Emmanuel Macron semble ne pas savoir sur quel pied danser puisque, en plus de se lancer en retard dans la course avec les acteurs du New Space (réutilisable, micro-lanceur), il soutient  qu’il « faut continuer à aller de l'avant, pas en cherchant à rattraper notre retard, mais en pensant à l'étape d'après, en visant la frontière technologique ». 

Citée dans un rapport sénatorial, la direction générale de l’armement expliquait il y a quelques années que « le lanceur réutilisable n’est pas une solution de 2030, mais de 2018. Il faut viser l’étape d’après, car, en 2030, SpaceX ou ses successeurs seront vraisemblablement passés à autre chose ». Chez SpaceX, ce futur s’appelle Starship, une fusée entièrement réutilisable et modulable. 

Comme la Commission européenne, Emmanuel Macron estime que « l'Europe doit prendre sa part dans la révolution des constellations.
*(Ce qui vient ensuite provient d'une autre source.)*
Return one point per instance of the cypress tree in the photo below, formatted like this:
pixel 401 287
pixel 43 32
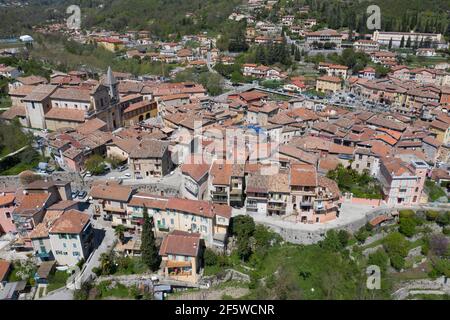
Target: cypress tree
pixel 408 42
pixel 402 42
pixel 149 251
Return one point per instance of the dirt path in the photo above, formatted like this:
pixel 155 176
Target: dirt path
pixel 211 294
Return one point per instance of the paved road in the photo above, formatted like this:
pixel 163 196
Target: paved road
pixel 93 261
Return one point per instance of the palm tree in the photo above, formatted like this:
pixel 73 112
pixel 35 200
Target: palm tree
pixel 120 233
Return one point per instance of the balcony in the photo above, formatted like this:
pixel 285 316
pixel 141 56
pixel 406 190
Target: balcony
pixel 306 204
pixel 220 199
pixel 276 207
pixel 162 227
pixel 236 192
pixel 114 209
pixel 252 206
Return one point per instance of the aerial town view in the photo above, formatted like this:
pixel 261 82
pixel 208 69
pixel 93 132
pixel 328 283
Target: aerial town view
pixel 224 150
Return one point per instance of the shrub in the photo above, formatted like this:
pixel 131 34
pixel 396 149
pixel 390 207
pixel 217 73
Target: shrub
pixel 210 257
pixel 432 215
pixel 398 262
pixel 446 231
pixel 407 213
pixel 379 258
pixel 361 235
pixel 407 226
pixel 396 244
pixel 444 219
C'est une question de souveraineté et d'efficacité ».

Souveraineté des données de santé… quid du Health Data Hub ?

« Qui peut imaginer, parce que nous n'aurions pas une constellation européenne, de fait, nous décidions de déléguer la maîtrise des données de circulation ou la maîtrise des données de santé des Européens à d'autres puissances. En tout cas à des acteurs qui, étant non-européens, ne peuvent pas être régulés par le droit européen »… mais alors comment expliquer le choix du Health Data Hub consistant à faire héberger des données de santé chez Microsoft, acteur lui aussi soumis au droit américain ?

Il y a aussi la question du cloud de confiance : des sociétés européennes proposent sous licence des solutions américaines : « Nous avons donc décidé que ces meilleures entreprises de services américaines, je pense en particulier à Microsoft ou Google, pourraient licencier tout ou partie de leur technologie à des entreprises françaises ». Le changement serait-il enfin pour maintenant ?
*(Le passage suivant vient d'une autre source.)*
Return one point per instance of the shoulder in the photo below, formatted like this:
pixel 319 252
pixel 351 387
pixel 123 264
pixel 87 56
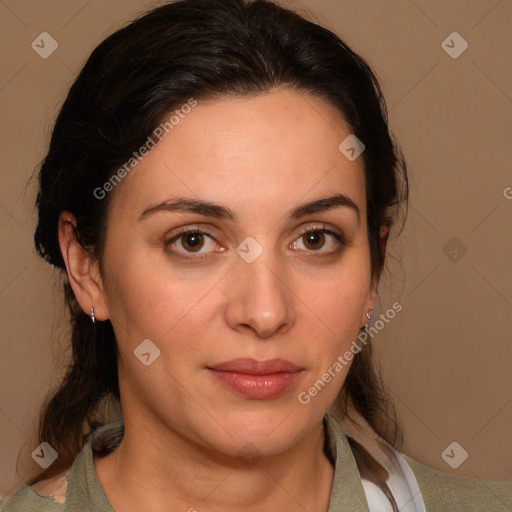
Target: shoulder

Quoi qu’il en soit, « il y a urgence » pour le Président sur la question des constellations, puisque le nombre de celles « pouvant être déployées est réduit. Moins d'une dizaine, sans doute ». En cause, l’encombrement des orbites basses et les risques de collisions. 

La France « sera au rendez-vous de cette révolution » affirme-t-il : « D'abord en mettant à disposition de l'Union l'actif précieux que représentent les assignations prioritaires de fréquences dont elle dispose. Ensuite, en se lançant elle-même dans sa part d'investissement et dans les prochains jours dans le cadre de France 2030, deux appels pour mobiliser les acteurs, porteront justement des projets innovants en la matière ».

Une « capacité d’action dans l’espace exo-atmosphérique »

La France doit devenir/rester (tout dépend des points de vues) une des grandes puissances militaires dans l’espace. « Avec notre stratégie spatiale de défense qui acte plus de 5 milliards d’euros d’investissement jusqu’en 2025 nous avons ajouté aux missions classiques d’observation, de télécommunication et d’écoute, une véritable capacité d’action dans l’espace exo-atmosphérique ».

Emmanuel Macron souhaite ainsi que des « éléments de doctrine claire » soient adoptés au niveau international, afin d’avoir « le cadre nous autorisant la meilleure réactivité possible ». Il rappelle en effet que « l'agressivité et peut-être les sujets de conflits ou les provocations se multiplieront » dans le futur. « Notre ambition en la matière est sans agressivité, mais sans naïveté ».

L’espace, une zone de non-droit ?

Le locataire de l'Elysée souffle en outre le chaud et le froid lorsqu'il explique que « l'enjeu est aussi de faire de l'espace un lieu de protection d'un bien commun par la promotion de standards de régulation ». La gestion du trafic est donc une des priorités. « Nous définirons un modèle européen de la gestion du trafic spatial qui sera notre base de négociation d'un accord de niveau international »… Mais encore faut-il que des pays comme les États-Unis et la Chine qui misent des milliards sur l’espace acceptent de jouer le jeu.

La France veut « faire en sorte que les attaques ne se dissimulent plus, comme c'est le cas actuellement, derrière des prétextes de collision et de dysfonctionnements. L'Espace, en effet, ne peut pas être une zone de non-droit. Nous avons trop d'intérêts en jeu sur le plan économique, sur le plan souverain de la continuité du fonctionnement de beaucoup de nos services publics ou sur le plan militaire ». En creux, on comprend qu’il est question de la destruction d’un satellite russe par un missile russe. 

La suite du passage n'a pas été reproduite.